Two lovers, a black man and a white woman, meet in the back room of the library with the lights out. A neighbour, who has spotted their furtive comings and goings over the previous months, reports them to the police. Their relationship is illegal under the Immorality Act which prohibits relationships between people of different colours.The two actors are naked on stage throughout. Their performances are brave, honest and utterly compelling.
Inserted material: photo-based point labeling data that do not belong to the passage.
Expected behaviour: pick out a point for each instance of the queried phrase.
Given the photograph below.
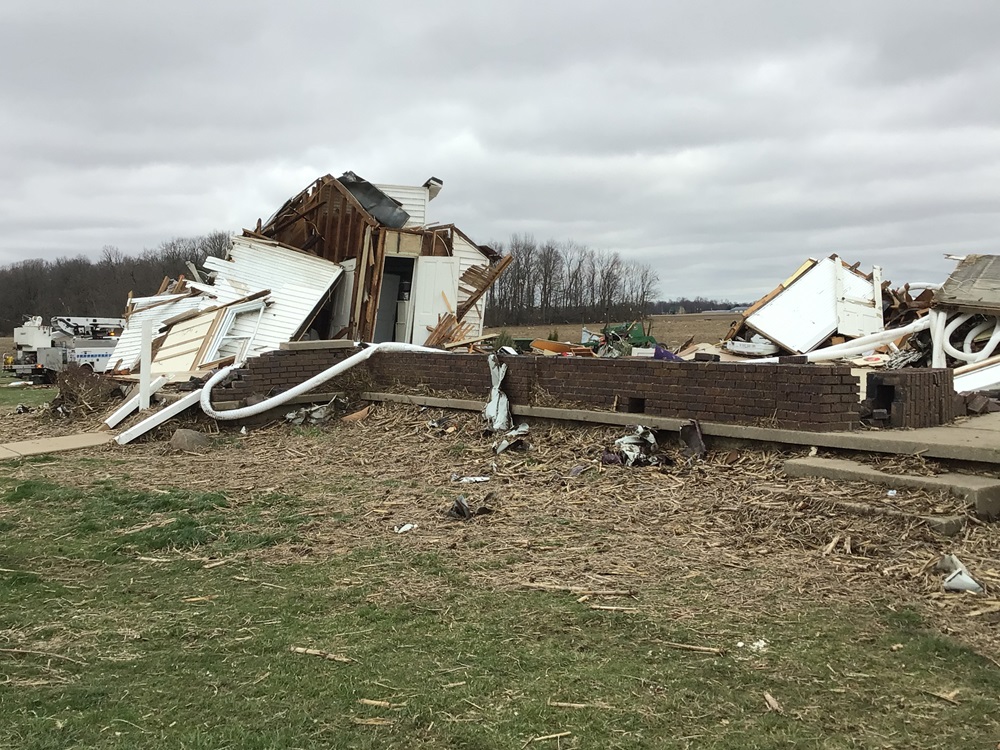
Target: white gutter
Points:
(304, 387)
(858, 345)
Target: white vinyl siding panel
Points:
(413, 199)
(298, 282)
(128, 349)
(805, 314)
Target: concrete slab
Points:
(976, 439)
(53, 445)
(981, 492)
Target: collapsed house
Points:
(343, 259)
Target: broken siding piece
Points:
(126, 353)
(805, 313)
(299, 282)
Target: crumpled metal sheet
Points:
(497, 410)
(513, 439)
(638, 448)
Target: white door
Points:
(435, 281)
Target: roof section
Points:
(974, 286)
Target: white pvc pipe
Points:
(948, 331)
(938, 318)
(858, 345)
(304, 387)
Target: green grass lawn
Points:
(117, 630)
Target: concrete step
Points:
(983, 493)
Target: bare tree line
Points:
(563, 282)
(81, 286)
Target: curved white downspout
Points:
(858, 345)
(304, 387)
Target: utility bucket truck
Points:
(41, 351)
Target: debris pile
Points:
(830, 311)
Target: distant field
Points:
(672, 330)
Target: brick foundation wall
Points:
(912, 397)
(818, 398)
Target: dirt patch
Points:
(762, 542)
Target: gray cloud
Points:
(722, 142)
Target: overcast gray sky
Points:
(722, 142)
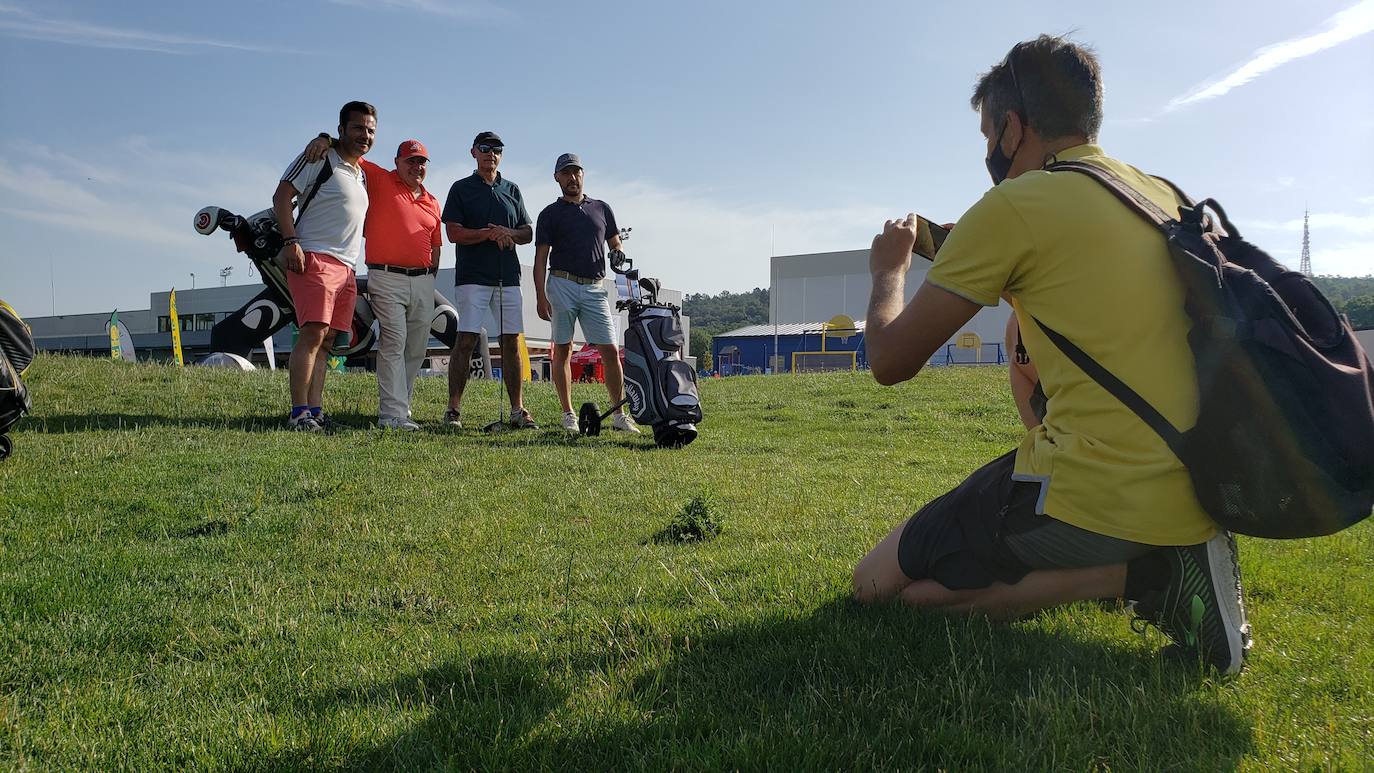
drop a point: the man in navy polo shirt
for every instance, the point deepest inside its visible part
(485, 218)
(570, 238)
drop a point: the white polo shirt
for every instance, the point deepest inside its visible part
(333, 223)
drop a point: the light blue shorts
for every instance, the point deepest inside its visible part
(586, 304)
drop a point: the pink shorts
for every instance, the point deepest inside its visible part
(326, 293)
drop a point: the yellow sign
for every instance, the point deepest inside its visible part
(114, 337)
(841, 327)
(176, 330)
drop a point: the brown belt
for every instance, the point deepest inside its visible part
(562, 273)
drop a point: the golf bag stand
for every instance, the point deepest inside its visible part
(15, 353)
(661, 387)
(269, 310)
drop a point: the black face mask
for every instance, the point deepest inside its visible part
(998, 162)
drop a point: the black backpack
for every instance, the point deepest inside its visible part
(1284, 444)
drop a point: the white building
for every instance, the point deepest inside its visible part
(812, 289)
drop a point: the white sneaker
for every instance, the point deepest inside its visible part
(397, 423)
(621, 422)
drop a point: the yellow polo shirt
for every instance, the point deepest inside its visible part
(1073, 256)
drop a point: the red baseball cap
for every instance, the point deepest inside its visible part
(411, 148)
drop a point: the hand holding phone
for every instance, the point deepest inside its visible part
(929, 238)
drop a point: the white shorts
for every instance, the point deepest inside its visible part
(488, 306)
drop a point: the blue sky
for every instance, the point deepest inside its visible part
(720, 132)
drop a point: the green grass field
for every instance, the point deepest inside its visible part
(186, 586)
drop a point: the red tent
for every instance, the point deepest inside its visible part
(587, 365)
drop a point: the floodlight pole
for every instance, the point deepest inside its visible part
(772, 298)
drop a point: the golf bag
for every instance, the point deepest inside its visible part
(661, 389)
(15, 354)
(257, 236)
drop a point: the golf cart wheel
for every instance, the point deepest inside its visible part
(588, 419)
(668, 435)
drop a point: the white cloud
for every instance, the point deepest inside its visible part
(1344, 26)
(456, 8)
(1348, 258)
(1345, 223)
(19, 22)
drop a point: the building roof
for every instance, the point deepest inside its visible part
(792, 328)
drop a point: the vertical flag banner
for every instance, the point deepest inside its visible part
(524, 357)
(114, 335)
(271, 352)
(176, 330)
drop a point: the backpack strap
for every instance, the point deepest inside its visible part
(1131, 398)
(1128, 195)
(319, 183)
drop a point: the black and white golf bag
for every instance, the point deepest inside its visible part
(660, 386)
(15, 353)
(269, 310)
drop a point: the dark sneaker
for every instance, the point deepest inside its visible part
(304, 423)
(522, 420)
(1201, 608)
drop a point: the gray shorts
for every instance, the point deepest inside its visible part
(987, 530)
(586, 304)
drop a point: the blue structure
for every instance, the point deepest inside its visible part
(752, 349)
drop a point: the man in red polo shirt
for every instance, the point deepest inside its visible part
(401, 254)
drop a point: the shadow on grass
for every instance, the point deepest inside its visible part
(340, 423)
(842, 688)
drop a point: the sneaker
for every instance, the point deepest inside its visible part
(623, 423)
(304, 423)
(1202, 608)
(397, 423)
(522, 420)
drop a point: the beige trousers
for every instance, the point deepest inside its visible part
(404, 308)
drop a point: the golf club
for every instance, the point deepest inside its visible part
(499, 424)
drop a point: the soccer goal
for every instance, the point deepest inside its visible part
(816, 361)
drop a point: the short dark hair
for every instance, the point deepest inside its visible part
(355, 107)
(1054, 84)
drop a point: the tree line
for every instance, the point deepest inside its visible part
(1352, 295)
(713, 315)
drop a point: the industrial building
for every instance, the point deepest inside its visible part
(816, 320)
(199, 309)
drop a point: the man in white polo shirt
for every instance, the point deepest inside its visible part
(320, 253)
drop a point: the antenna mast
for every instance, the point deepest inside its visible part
(1305, 265)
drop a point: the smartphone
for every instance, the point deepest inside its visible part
(929, 238)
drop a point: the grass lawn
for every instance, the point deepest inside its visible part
(186, 586)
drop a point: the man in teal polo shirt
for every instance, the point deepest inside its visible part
(485, 218)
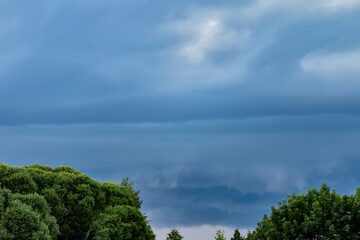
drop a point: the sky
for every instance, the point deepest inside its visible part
(215, 109)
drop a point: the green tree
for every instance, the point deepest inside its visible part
(25, 217)
(237, 235)
(77, 203)
(220, 235)
(318, 214)
(174, 235)
(122, 222)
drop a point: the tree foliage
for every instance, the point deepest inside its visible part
(174, 235)
(318, 214)
(237, 235)
(220, 235)
(64, 204)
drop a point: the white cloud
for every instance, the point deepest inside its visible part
(341, 4)
(204, 32)
(196, 232)
(332, 63)
(262, 7)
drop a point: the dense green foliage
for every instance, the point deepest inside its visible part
(220, 235)
(237, 235)
(318, 214)
(174, 235)
(38, 202)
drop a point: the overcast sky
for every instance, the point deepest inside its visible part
(216, 109)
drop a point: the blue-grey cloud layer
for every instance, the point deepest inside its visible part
(216, 110)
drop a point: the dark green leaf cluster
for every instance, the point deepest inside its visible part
(174, 235)
(318, 214)
(63, 203)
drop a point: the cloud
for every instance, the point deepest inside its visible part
(204, 32)
(197, 232)
(330, 63)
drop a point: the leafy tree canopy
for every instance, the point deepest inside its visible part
(174, 235)
(64, 204)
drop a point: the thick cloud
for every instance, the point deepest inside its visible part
(216, 110)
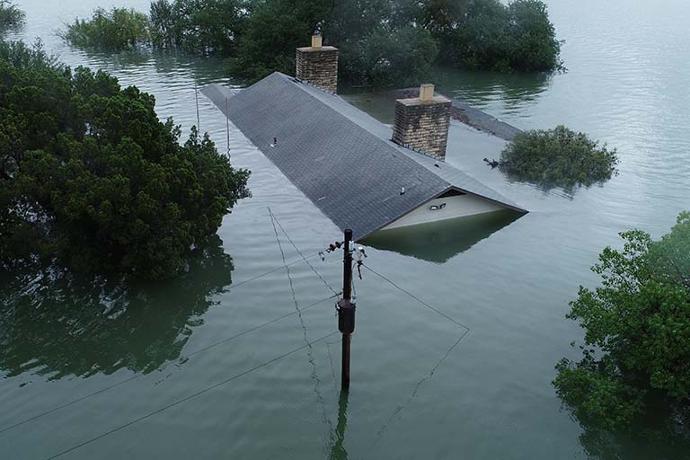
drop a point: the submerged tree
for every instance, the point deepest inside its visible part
(636, 355)
(201, 26)
(117, 29)
(56, 323)
(11, 17)
(91, 178)
(558, 157)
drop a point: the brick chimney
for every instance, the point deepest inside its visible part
(318, 65)
(421, 123)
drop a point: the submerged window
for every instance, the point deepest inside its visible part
(452, 192)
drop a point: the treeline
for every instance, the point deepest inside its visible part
(11, 17)
(92, 180)
(382, 42)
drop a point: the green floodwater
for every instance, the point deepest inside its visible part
(87, 366)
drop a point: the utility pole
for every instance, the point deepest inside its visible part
(346, 312)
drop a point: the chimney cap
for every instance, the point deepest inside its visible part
(426, 92)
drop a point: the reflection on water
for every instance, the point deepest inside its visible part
(439, 241)
(338, 451)
(658, 435)
(513, 90)
(58, 324)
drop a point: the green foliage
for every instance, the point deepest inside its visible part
(558, 157)
(117, 29)
(92, 177)
(11, 17)
(56, 323)
(272, 32)
(381, 42)
(637, 332)
(386, 58)
(202, 26)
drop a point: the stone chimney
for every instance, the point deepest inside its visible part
(421, 123)
(318, 65)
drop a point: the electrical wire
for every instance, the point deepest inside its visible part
(273, 270)
(165, 366)
(300, 252)
(434, 309)
(310, 354)
(189, 397)
(466, 330)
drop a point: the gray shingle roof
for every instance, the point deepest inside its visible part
(337, 155)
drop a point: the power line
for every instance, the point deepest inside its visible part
(140, 375)
(273, 270)
(434, 309)
(434, 368)
(310, 355)
(188, 397)
(300, 252)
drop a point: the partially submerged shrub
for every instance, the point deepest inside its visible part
(91, 179)
(489, 35)
(558, 157)
(117, 29)
(637, 335)
(11, 17)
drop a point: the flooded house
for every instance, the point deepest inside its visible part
(361, 173)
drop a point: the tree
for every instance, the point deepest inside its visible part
(201, 26)
(272, 32)
(117, 29)
(558, 157)
(57, 323)
(92, 179)
(488, 35)
(636, 352)
(11, 17)
(390, 57)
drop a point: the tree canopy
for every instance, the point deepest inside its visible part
(558, 157)
(636, 351)
(117, 29)
(91, 178)
(382, 42)
(11, 17)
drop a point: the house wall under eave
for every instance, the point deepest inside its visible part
(455, 206)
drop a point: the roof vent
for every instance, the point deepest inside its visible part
(421, 123)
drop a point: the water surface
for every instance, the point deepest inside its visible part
(82, 358)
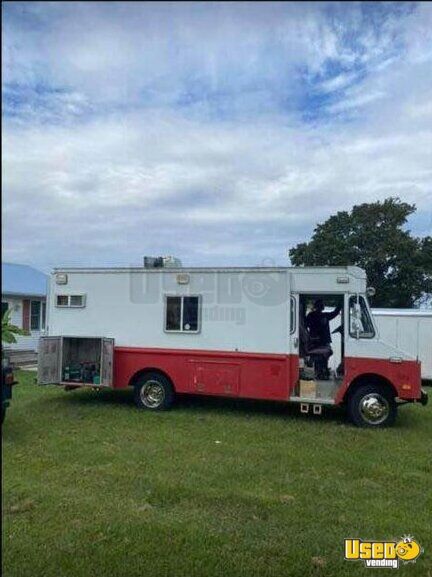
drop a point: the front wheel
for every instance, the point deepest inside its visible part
(153, 391)
(372, 406)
When the play opens, the two actors are lying together under a blanket on the floor on a dimly lit stage. They caress and share intimacies, their love apparent in their gestures and openness with each other. As the play progresses, the tensions become apparent. They are unnaturally sensitive to every outside sound and to the light of the window on the stage, afraid of the intrusion of the outside world. But the outside world has already intruded into their space; both of them are defined and restricted by their colour, unable to comprehend or totally reach the other. “If you’re going to dream, give yourself five rooms, man”, he says, even the parameters of his dreams measured out by the colour of his skin. Apartheid’s greatest power was in its stripping away of human dignity and connection.

So intense is the intimacy they create with each other and with the audience, that when the police arrive and the couple are caught again and again in the flashlights, running exposed around the stage, it is hard to look on – and yet to look away feels like an act of moral cowardice.After the arrest, the couple’s body language says it all. Previously they were naked and unashamed. Now they are cowering, covering up, ashamed; a South African Adam and Eve banished from even the meagre garden they had been able to fashion for themselves. Malefane Mosuhli and Bo Petersen perform out of their skins: these are performances of bravery, emotional honesty and moral integrity.

The play was originally written by Athol Fugard and given its first performance in 1972 at his multiracial Space Theatre in Cape Town . At that time, apartheid was still in full force, and theatre companies were as racially segregated as the rest of society; Fugard and his Space Theatre were pioneers in challenging the injustices of apartheid. While apartheid is now history and the infamous Immorality Act was repealed in 1985, the play still has a resonance today. It speaks to us directly of the impact of state interference in relationships and of the power of racism (and the other ‘isms’) to distort relationships. Apartheid may be a thing of the past, but issues over who may or may not love each other and whether governments condone or prohibit certain relationships remain with us today. We only need to look to the debate on equal marriage in Scotland and the proposed ban on homosexual acts in Uganda to see that Fugard still has a relevance today.